I’m not embarrassed by either set of books. I am happy to own them both. I am happy to write them both. But I don’t expect they will necessarily have the same audience which is why I use different author names for either.
Authors sometimes want to write different things. To write, for instance, horror (no, that would not be me, it’s just an example), or SF, or Middle Grade fantasy, or, or, or. This is, in part, because they enjoy reading many of those things. They want to write epics, they want to write contemporaries, they want to sometimes have fun and let their hair down and be over-the-top silly.
I have been really happy with this arrangement. My readers have been great. I have had people tell me they don’t care for one or the other series, but they’ve been polite; they expressed their personal preference without general invective at my choice to write both; they don’t buy the books they don’t care for, but they don’t give up on my writing as a whole because they don’t know, from book to book, if it will engage them.
Did I digress? Sort of.
Let me go back to this Other Author. Other Author has written two relatively successful series of books. Under--yes!--different names. The author name, regardless of whether it’s hidden or not--it’s not in this case--is meant to be a bit of an indicator, IMHO. (It’s a humble opinion because I can’t divorce intent from effect. I know that as a reader, I would assume a difference in tone and text from two books with different author bylines; I don’t know for certain that I would expect that if I weren’t also a writer. So, humble. Humble opinion.)
Other Author is notified by angry reader(s) of one pseudonym that Reader is unhappy (angry, disgusted) at the garbage (trash, paranormal junk) that she is writing under a totally different name.
I have two objections to this.
The first is obvious: She wrote them under two different names. They are not connected textually in any way. The packaging for each name is totally different, and the despised book in question does not promise to be anything it is not; the look, the blurbing, the cover quotes--everything makes it entirely clear. If you are upset that what you are reading is exactly what it is packaged to be, this is a new twist on resentment of publisher packaging; most readers are angered when the book purports to be something it’s not.
The second objection is actually the longer one. Possibly a more subtle one. For a Michelle variant of the word subtle.
So here we go: What is the writer’s crime, here? The writer has used a totally different name, the book is published by a different publisher.
The writer’s crime is disappointing the reader by writing garbage. Fluff. Something fun (for a variant of fun that’s got a lot of punch, but still). Something that entertains a large number of people who want to read something that is - yes! - entertainment that doesn’t demand brain cells at the end of a long damn day.
Now, it’s possible that the readers who are castigating the author also castigate people for, oh, watching almost any television, because frankly, most of it is under-structured and aimed at the viscera. It’s possible that the readers are sneering at their friends for going to see blockbuster movies with no plot logic but incredible special effects. And of course those readers would probably never ever watch any of those things, because - hey, trashy, fluffy entertainment.

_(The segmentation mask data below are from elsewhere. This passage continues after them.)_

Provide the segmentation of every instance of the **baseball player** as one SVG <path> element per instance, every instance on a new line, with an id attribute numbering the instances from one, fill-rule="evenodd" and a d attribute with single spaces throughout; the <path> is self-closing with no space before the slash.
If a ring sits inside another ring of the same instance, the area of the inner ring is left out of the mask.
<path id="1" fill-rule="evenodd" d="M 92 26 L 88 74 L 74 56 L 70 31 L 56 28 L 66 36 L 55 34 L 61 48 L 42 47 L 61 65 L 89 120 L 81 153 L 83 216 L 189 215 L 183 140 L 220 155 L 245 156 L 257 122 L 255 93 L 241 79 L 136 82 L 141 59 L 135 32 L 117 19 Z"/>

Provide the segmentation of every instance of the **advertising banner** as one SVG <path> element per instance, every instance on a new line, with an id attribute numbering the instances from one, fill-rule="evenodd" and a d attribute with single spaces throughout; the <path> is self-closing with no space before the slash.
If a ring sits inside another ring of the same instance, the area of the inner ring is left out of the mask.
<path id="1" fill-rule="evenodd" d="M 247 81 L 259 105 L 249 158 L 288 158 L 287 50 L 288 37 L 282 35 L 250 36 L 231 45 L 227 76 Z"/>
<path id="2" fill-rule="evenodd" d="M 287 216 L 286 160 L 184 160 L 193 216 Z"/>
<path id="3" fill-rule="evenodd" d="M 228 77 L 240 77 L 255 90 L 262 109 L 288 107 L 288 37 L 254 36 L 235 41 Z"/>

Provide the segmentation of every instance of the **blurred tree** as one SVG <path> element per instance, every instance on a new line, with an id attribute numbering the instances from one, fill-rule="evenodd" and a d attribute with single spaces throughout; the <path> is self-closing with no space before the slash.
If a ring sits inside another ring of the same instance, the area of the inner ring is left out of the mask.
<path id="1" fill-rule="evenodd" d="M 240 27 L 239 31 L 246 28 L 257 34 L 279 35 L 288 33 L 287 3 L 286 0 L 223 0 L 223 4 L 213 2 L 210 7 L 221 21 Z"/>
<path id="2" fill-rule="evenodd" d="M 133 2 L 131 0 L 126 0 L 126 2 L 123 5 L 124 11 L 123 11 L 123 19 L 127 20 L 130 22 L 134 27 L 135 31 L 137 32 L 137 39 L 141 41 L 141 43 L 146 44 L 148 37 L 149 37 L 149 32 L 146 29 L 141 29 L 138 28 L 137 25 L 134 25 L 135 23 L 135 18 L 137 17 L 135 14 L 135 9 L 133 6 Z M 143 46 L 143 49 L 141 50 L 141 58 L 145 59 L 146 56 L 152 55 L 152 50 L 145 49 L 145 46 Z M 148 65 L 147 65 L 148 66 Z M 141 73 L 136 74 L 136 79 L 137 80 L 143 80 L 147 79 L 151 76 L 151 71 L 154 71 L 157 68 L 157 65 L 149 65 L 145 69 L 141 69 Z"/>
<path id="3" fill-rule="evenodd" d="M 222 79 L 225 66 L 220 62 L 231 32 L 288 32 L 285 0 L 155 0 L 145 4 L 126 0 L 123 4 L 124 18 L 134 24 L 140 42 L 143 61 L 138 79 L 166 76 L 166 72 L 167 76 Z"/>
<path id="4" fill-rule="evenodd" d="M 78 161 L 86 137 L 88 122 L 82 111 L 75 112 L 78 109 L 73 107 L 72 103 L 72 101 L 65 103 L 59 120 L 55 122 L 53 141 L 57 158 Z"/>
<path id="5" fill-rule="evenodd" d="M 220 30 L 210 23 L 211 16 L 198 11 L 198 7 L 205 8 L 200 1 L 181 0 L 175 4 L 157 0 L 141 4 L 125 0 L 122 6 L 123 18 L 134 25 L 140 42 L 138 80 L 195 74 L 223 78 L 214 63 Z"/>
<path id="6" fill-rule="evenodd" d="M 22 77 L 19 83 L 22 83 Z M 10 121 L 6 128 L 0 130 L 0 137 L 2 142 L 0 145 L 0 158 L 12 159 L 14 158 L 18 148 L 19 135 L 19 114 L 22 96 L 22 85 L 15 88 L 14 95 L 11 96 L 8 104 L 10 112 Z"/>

But, you know, I kinda doubt it.
Why is it that writers are expected to be consistently grim and serious? Why, if they offer a work that is textually multi-layered and complex, are they expected to always approach their novels in the same way?
Or, flip it, why are they expected to be consistently fluffy & fast brain-candy? Why are they expected to do only one thing, when as readers, as consumers, none of us adhere to only one type of entertainment?
Why is that that some of the writers who are taken so very seriously in this field can, in fact, go on and on about the other media that entertains them - (some) comics, blockbusters, etc., etc., - and have these other forms of pure, fluffy entertainment be lauded or at least quietly accepted, while writing or reading anything that is purely fun and fluff is somehow a personal betrayal and an act of selling out?
Yes, I understand that if Neal Stephenson decided to write a 2000 page paranormal romance, this would upset his readers. I get that. If I pick up a book with the name Neal Stephenson on it, then one, I will have a hernia if I have to carry it around and two, I have some idea of tone, voice and structure. But if Neal Stephenson decides to write a normal paranormal romance under an entirely different name? No.
I understand disappointment if the writer is doing both of these wildly divergent things under the same pen name. I get that. But writers are people too, and they have as wide a breadth of things that entertain them as any other reader/consumer. If they are taking pains to make clear which style of writing you can expect from the book in your hands (and honestly, I consider the author name on the cover to be a really good indicator), just read the books you like and skip the ones you don’t care for.